Quant le duc de Bourgongne fut retournez en Artoix, il donna congié à toutes ses gens d'armes, lesquelx s'en retournèrent en Bourgongne. Et dedans brief tamps après, icelui duc s'en alla en Haynau devers Jehan de France, duc de Thouraine et par le trespas de sondit frère, daulphin de Viennoix comme ainsné filz du roy de France. Lequel avoit espousée la fille audit conte de Haynau, niépce audit duc de Bourgogne. Avec lequel il tint consseil pour trouver la manière comment il porroit estre seurement menez et conduis devant le Roy, son père, pour avoir le gouvernement tel que à luy appartenoit. Mais ils ne porent trouver manière qui fust seure pour luy mener, tant que ceulx qui estoient à Paris eussent le gouvernement du roy. Et par tant se conclurent que icelui Daulphin demourroit encores en Haynau avec sa femme.

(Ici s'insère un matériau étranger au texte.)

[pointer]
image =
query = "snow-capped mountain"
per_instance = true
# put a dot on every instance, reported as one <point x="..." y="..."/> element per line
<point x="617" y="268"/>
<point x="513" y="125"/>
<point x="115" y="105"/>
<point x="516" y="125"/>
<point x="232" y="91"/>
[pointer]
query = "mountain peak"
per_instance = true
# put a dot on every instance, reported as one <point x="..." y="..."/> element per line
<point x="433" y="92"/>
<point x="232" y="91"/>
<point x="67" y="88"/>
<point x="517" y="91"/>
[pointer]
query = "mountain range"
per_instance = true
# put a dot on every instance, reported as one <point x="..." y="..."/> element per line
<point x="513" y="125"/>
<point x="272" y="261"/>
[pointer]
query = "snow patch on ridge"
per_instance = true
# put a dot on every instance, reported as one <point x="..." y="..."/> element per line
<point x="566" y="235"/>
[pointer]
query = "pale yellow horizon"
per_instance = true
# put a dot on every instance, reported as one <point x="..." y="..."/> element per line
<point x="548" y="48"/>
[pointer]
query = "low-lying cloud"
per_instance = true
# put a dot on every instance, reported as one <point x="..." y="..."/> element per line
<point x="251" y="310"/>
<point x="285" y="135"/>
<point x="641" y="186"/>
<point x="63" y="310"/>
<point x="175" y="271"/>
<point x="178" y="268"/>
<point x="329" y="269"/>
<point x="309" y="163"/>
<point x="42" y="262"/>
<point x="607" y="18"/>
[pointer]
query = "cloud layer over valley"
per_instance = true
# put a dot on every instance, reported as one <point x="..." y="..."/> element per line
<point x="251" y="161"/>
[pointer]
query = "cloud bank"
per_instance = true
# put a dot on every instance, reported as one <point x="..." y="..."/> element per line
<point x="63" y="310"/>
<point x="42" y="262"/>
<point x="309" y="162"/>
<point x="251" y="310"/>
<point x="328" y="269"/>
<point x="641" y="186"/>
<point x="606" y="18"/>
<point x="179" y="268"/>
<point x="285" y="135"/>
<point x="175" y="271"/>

Et puis s'en retourna le duc de Bourgongne en Flandres, où il séjourna plus d'un an entier. En cel an fu la sentence rendue à Constance par le concille général de chrestienté estant audit lieu, de la matière et question ⚫ meue entre le duc de Bourgongne d'une part, et l'évesque de Paris, frère audit feu Montagu et autres clercs et docteurs de l'Université de Paris tenant le party d'Armignac, d'aultre part, ladicte matière touchant nostre foy chrestienne en aucuns poins à cause de la proposicion faicte à Paris par maistre Jehan Petit, docteur en théologie, au commandement et adveu d'iceluy duc, comme cy devant est dit. Laquelle proposicion ledit évesque et ses complices avoient condempnée et arse publicquement par jugement,en la ville de Paris, comme chose plaine de hérésie et de fauseté. De laquelle sentence icellui duc appella en court de Romme, où estoit lors assamblee la fleur de clergie de toute chrestienté, comme dit est, et y fist appeller et évocquier ceulx qui avoient donné ladicte sentence. Laquelle sentence darrenière faicte audit concille sur l'appelacion dessusdicte, fu al honneur dudit duc de Bourgogne et conservacion de sadicte proposicion et à la condempnacion desdis évesque et clergie de Paris, lesquelx furent condempnés de rappeller leur jugement comme faulx et mauvais, publicquement et devant tous, quant requis et semons en seroient,

En cel an, Jacques de Bourbon, conte de La Marche, alla en Ytalie à grant compaignie de gens, et prist à mariage la royne Jehenne, seur à feu le roy Lansselaou, et fu tenu pour roy de Sézille par tout le royaume. Et fist son connestable de Lourdin de Saligny, chevalier natif du royaume de France. Et depuis ce tamps ne vesquy gaires le roy Loys, duc d'Ango, mais moru tout enflés du mal Saint-Quentin.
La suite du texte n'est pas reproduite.